Spicy Chicken Drumsticks

I'm not sure how this has happened, but for some reason, my freezer is full of chicken! I have thighs, wings, drumsticks, whole legs and breast. I could easily make up several zombie chickens with Meccano skeletons to do my bidding, or ... cook 'em ...

What better than keep it simple and use lots of chilli?

First, the sauce ...

You could buy some. There are a good many chilli sauces out there that are without all the usual additives and if you look very carefully, you'll find one or two without sugar.
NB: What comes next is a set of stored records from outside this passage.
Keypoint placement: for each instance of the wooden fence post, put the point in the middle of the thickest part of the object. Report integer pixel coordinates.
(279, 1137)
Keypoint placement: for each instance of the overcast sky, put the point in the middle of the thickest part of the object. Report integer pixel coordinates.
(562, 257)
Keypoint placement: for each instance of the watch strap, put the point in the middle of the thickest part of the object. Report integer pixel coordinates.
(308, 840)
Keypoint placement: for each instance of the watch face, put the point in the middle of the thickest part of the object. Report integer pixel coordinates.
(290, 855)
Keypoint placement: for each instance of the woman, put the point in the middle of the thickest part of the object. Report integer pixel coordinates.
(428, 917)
I chose to make mine up. Winging it, I seeded, veined and chopped a few red chillies. Rumour has it that it is the seeds that are the very hot part of a chilli, but I have also read that it is the white flesh inside - I removed both. Anyone know for sure? Anyway, a few chillies were really well chopped and then minced with the edge of my knife until practically liquid.

Into a bowl. Add lemon juice, tomato puree, and sea salt. Stir together well and then spoon over the chicken drumsticks arranged in a roasting tin.

Into a pre-heated oven set to 180C (about 350F) for 30 minutes.

Dust the drumsticks with dried oregano and back into the oven to another 15 minutes.

As an observation, my chilli sauce had dried out and remained more as a crust and the oregano left almost a crunch. Eating, this worked out really well since the skin and crust came off, leaving really juicy meat underneath.

This was a starter course - three for me, two for Mrs. Huge fun!